Ben Goldacre’s got a fab example of misleading statistics, and the ways in which you can learn to think about things to avoid jumping to a wrong conclusion.

Look at his first nerdy table of data on that article. All they’ve done is take a bunch of people who drink alcohol, and a bunch who don’t, and counted how many from each group ended up with lung cancer. It turns out that the drinkers are more likely to get lung cancer than the non-drinkers.

The obvious conclusion – and (spoiler alert) the wrong one – is that drinking alcohol somehow puts you at greater risk of developing lung cancer. You might conclude, from that table, that if you currently drink alcohol, you can reduce your risk of developing cancer by no longer drinking alcohol, thus moving yourself to the safer “non-drinkers” group.

This is actually a fine example of the Bad Science mantra, and Ben makes an important point which many non-nerds might not naturally appreciate about statistics: the need to control for other variables.

If drinking doesn’t give you cancer, then why do drinkers get more cancer? The other two tables offer a beautiful explanation. Of all the drinkers and non-drinkers originally counted, try asking them another question: whether or not they smoke cigarettes. What you get when you do that is the next two tables.

If you *just* look at the smokers, then the chances of a drinker and a non-drinker getting lung cancer are almost exactly the same. If you look only at the non-drinkers, ditto. In other words, once you know whether someone smokes cigarettes, *whether or not they drink makes no difference to their odds of getting lung cancer*.
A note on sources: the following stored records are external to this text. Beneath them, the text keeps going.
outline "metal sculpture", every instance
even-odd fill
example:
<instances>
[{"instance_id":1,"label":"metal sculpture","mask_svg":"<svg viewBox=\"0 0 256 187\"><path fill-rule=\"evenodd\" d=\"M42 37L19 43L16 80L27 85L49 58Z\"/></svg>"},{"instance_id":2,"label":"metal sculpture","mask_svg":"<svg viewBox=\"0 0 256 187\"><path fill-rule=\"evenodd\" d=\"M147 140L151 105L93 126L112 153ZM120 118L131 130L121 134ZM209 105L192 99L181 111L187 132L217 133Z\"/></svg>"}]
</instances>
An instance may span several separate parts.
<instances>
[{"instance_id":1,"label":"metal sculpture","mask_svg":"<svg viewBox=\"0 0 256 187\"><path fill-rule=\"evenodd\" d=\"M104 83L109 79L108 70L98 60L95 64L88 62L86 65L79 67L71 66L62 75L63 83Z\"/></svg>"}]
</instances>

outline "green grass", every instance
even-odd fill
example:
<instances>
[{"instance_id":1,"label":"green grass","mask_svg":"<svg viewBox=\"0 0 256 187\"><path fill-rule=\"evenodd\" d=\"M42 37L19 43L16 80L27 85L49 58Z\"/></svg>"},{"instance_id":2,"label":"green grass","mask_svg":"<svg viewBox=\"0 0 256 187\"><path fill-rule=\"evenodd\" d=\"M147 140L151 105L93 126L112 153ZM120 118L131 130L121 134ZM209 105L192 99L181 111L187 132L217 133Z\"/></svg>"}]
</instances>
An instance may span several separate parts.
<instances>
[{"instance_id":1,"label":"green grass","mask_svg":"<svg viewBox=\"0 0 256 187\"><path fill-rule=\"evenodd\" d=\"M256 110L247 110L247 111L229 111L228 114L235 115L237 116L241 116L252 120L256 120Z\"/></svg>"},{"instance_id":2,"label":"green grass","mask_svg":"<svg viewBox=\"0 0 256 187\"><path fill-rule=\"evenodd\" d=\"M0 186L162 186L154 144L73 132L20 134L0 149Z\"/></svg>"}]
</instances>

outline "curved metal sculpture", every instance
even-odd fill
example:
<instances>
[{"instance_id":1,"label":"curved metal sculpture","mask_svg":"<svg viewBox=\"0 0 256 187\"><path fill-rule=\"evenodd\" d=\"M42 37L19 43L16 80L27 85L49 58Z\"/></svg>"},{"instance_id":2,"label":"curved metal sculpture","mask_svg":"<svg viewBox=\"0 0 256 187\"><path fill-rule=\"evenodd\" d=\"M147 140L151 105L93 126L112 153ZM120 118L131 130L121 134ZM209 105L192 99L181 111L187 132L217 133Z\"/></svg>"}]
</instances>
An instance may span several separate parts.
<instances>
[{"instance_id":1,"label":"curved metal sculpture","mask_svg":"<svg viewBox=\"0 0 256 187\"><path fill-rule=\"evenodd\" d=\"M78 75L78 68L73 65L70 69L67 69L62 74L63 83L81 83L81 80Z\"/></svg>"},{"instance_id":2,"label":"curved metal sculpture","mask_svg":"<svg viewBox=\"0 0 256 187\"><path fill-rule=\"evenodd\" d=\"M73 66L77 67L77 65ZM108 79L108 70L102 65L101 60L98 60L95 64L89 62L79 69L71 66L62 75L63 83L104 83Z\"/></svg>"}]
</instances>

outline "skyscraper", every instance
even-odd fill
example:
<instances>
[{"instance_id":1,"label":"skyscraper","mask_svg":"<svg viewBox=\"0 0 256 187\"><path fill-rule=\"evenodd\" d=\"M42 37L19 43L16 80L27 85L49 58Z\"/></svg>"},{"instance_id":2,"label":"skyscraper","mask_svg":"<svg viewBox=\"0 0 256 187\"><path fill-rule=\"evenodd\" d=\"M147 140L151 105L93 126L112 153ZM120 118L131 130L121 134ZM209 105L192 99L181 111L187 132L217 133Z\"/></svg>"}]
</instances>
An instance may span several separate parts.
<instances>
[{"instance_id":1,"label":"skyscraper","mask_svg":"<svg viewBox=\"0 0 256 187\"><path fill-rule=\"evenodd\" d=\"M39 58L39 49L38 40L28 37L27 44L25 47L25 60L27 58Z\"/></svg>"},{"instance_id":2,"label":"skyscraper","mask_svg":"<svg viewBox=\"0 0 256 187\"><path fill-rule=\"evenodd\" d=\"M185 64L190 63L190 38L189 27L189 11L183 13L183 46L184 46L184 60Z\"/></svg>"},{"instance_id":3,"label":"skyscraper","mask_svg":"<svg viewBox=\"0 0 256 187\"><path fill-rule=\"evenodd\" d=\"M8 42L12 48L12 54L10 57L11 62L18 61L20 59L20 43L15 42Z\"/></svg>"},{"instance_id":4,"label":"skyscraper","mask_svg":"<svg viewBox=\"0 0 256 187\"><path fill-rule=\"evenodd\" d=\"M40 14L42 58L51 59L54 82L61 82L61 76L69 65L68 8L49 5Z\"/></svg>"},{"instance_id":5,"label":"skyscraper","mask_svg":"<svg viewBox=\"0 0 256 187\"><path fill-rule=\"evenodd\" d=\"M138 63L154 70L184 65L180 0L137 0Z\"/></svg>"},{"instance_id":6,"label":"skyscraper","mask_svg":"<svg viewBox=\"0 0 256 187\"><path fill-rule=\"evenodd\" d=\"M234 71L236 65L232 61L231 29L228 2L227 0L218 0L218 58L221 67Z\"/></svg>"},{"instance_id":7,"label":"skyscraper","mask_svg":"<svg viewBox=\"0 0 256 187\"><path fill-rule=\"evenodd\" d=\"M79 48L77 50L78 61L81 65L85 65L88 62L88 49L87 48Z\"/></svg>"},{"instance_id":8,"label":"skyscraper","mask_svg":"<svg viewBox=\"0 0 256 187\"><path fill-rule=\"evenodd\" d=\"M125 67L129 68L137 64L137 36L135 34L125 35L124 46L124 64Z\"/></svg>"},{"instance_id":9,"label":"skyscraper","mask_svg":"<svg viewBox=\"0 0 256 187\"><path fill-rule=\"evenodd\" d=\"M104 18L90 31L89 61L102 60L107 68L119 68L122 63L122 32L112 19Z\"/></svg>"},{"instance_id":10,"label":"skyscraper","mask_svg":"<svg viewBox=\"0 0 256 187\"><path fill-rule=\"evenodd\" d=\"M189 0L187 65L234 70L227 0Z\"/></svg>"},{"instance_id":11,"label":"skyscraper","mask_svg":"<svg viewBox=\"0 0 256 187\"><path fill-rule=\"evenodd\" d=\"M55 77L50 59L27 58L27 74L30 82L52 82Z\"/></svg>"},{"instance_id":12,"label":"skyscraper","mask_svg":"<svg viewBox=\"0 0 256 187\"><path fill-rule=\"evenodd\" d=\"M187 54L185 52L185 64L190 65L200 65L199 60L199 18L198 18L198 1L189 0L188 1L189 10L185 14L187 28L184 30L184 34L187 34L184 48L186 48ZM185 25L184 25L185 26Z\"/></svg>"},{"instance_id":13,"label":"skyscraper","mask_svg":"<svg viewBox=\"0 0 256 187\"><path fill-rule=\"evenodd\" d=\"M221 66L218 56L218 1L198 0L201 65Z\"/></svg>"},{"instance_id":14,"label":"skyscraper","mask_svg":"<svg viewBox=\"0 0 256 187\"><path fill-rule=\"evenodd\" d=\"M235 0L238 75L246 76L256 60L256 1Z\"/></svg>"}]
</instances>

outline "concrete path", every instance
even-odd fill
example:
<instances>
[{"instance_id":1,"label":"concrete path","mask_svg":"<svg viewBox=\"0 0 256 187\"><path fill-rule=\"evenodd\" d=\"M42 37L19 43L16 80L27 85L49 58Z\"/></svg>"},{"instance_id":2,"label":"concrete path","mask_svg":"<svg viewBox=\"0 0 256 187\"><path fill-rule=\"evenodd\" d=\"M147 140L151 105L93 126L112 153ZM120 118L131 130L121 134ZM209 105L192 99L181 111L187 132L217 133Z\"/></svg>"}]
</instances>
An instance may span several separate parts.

Which is a long way away from the obvious conclusion we were tempted to draw from the first set of data.

What we did here was to *control for* another variable – namely smoking – before drawing sweeping conclusions from the data. When we give smokers and non-smokers their own separate tables, it means that smoking cigarettes isn’t unfairly weighing the data we’ve already got any more. It becomes clear that drinkers aren’t simply more likely to get cancer; they’re *more likely to be smokers*.

And although Ben’s right to point out the importance of controlling for other variables like this, what interests me is the reminder of the importance of Bayesian probability.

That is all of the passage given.